Na ławie oskarżonych siedzą Alessandro G., Bartosz B., Tomasz J. i Dariusz K. To wychowankowie chojnickiego zakładu dla trudnej młodzieży.
Przeczytaj również: Czterech nastolatków uciekło z poprawczaka. Odpowiedzą za śmierć
Nastolatki 16 lipca ubiegłego roku spróbowali ucieczki. W czasie warsztatów byli w sali z nauczycielem Ryszardem Milachowskim. Śledczy w akcie oskarżenia zaznaczają, że sprawcy zaplanowali ucieczkę właśnie na ten dzień, bo wtedy służbę w placówce miał najstarszy ochroniarz.
Gdy w czasie zajęć ochroniarz wyszedł do sąsiadującego z salą pomieszczenia socjalnego, sygnał do rozpoczęcia "akcji" miał dać najstarszy z nastolatków, Dariusz K. Alessandro G. chwycił metalową kotwę i uderzył strażnika w głowę.
Pozostali unieszkodliwili nauczyciela.
Najcięższe zarzuty usłyszał 17-letni Alessandro G. Urodzony w Niemczech wychowanek chojnickiego poprawczaka miał zadać śmiertelny cios w głowę strażnikowi pracującemu w schronisku. Wszyscy czterej uciekinierzy po szarpaninie w sali wykładowej wybiegli z budynku, przecięli boisko i sforsowali płot. Wolnością nie zdążyli się nacieszyć, bo nieco ponad pół godziny później wpadli w ręce policji.

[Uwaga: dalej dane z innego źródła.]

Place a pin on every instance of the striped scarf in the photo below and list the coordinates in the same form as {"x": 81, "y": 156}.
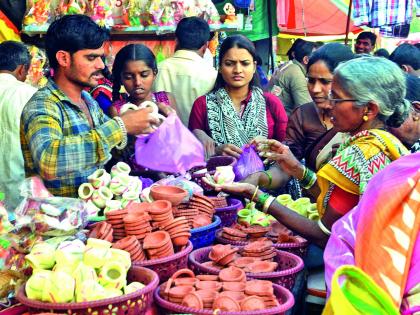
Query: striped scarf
{"x": 227, "y": 126}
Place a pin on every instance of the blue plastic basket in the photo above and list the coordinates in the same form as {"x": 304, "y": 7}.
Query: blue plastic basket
{"x": 205, "y": 235}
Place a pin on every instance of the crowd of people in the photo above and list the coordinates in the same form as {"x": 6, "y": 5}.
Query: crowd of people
{"x": 329, "y": 119}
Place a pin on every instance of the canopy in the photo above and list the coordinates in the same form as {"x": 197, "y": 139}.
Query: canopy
{"x": 317, "y": 17}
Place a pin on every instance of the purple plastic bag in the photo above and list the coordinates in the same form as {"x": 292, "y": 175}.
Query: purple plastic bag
{"x": 249, "y": 162}
{"x": 172, "y": 148}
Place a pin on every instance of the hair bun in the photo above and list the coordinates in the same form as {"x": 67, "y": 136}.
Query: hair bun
{"x": 400, "y": 114}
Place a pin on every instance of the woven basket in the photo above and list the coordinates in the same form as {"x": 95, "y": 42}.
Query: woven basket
{"x": 283, "y": 295}
{"x": 136, "y": 303}
{"x": 205, "y": 235}
{"x": 228, "y": 215}
{"x": 298, "y": 249}
{"x": 289, "y": 267}
{"x": 167, "y": 266}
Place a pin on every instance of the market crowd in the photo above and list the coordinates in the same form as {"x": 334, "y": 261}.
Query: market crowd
{"x": 327, "y": 121}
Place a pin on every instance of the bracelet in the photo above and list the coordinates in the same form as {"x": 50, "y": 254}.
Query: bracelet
{"x": 268, "y": 203}
{"x": 270, "y": 178}
{"x": 262, "y": 199}
{"x": 123, "y": 143}
{"x": 323, "y": 228}
{"x": 309, "y": 178}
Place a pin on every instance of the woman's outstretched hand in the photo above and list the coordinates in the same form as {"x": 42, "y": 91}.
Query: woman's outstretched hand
{"x": 274, "y": 150}
{"x": 241, "y": 189}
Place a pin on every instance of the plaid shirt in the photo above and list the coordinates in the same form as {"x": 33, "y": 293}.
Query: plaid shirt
{"x": 377, "y": 13}
{"x": 59, "y": 144}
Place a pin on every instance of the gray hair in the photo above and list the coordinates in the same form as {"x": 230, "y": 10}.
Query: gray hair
{"x": 377, "y": 80}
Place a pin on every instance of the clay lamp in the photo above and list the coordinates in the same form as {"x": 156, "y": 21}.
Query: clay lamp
{"x": 156, "y": 239}
{"x": 237, "y": 296}
{"x": 209, "y": 285}
{"x": 160, "y": 207}
{"x": 234, "y": 286}
{"x": 252, "y": 303}
{"x": 173, "y": 194}
{"x": 232, "y": 274}
{"x": 259, "y": 288}
{"x": 207, "y": 277}
{"x": 193, "y": 300}
{"x": 261, "y": 266}
{"x": 242, "y": 262}
{"x": 226, "y": 304}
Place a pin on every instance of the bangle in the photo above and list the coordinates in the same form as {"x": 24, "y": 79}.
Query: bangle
{"x": 121, "y": 124}
{"x": 270, "y": 177}
{"x": 262, "y": 199}
{"x": 268, "y": 203}
{"x": 323, "y": 227}
{"x": 309, "y": 178}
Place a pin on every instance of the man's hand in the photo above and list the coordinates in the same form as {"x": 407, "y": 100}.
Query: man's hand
{"x": 139, "y": 121}
{"x": 229, "y": 149}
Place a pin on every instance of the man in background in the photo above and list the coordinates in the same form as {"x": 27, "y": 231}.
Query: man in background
{"x": 14, "y": 94}
{"x": 186, "y": 74}
{"x": 365, "y": 43}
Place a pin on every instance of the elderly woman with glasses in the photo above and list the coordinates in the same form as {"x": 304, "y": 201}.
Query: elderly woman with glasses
{"x": 367, "y": 97}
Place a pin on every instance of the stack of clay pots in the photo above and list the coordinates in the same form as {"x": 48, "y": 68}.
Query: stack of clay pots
{"x": 227, "y": 292}
{"x": 199, "y": 211}
{"x": 115, "y": 218}
{"x": 158, "y": 245}
{"x": 132, "y": 245}
{"x": 102, "y": 230}
{"x": 179, "y": 231}
{"x": 234, "y": 234}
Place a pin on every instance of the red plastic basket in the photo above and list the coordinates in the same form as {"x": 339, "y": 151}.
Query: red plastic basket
{"x": 229, "y": 214}
{"x": 136, "y": 303}
{"x": 166, "y": 267}
{"x": 283, "y": 295}
{"x": 289, "y": 265}
{"x": 298, "y": 249}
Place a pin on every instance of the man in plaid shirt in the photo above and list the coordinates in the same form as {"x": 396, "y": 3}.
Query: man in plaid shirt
{"x": 65, "y": 136}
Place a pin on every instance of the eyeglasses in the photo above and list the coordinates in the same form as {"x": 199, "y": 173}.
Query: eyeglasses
{"x": 333, "y": 101}
{"x": 324, "y": 81}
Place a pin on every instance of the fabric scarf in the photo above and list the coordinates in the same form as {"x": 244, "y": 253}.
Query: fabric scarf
{"x": 227, "y": 126}
{"x": 381, "y": 234}
{"x": 356, "y": 161}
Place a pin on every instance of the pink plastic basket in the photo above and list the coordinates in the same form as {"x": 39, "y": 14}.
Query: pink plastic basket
{"x": 298, "y": 249}
{"x": 229, "y": 214}
{"x": 136, "y": 303}
{"x": 289, "y": 267}
{"x": 283, "y": 295}
{"x": 166, "y": 267}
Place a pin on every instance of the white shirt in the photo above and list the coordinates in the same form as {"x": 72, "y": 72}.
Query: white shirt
{"x": 14, "y": 95}
{"x": 187, "y": 76}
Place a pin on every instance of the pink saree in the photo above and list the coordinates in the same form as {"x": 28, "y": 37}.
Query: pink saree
{"x": 381, "y": 234}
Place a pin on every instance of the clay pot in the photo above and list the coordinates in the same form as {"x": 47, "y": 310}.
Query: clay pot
{"x": 234, "y": 286}
{"x": 261, "y": 266}
{"x": 173, "y": 194}
{"x": 209, "y": 285}
{"x": 232, "y": 274}
{"x": 252, "y": 303}
{"x": 156, "y": 239}
{"x": 193, "y": 300}
{"x": 226, "y": 303}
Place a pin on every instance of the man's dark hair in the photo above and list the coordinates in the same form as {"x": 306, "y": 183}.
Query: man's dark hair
{"x": 382, "y": 52}
{"x": 13, "y": 54}
{"x": 368, "y": 35}
{"x": 303, "y": 49}
{"x": 406, "y": 54}
{"x": 192, "y": 33}
{"x": 73, "y": 33}
{"x": 331, "y": 54}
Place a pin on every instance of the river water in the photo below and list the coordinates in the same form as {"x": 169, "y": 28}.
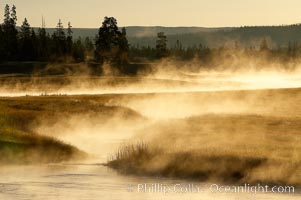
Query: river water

Raniony w głowę metalowym prętem strażnik trafił do szpitala. Zmarł cztery doby później.
Czytaj też: Winni odpowiedzą za tę śmierć. Alessandro nie wiedział, że może zabić
Dziś w tej sprawie w Sądzie Okręgowym w Bydgoszczy miał zapaśc wyrok. - Przewód sądowy ruszył na nowo - dowiedzieliśmy się w sekretariacie sądu.
Kolejna rozprawa odbędzie się w listopadzie.
Czytaj e-wydanie »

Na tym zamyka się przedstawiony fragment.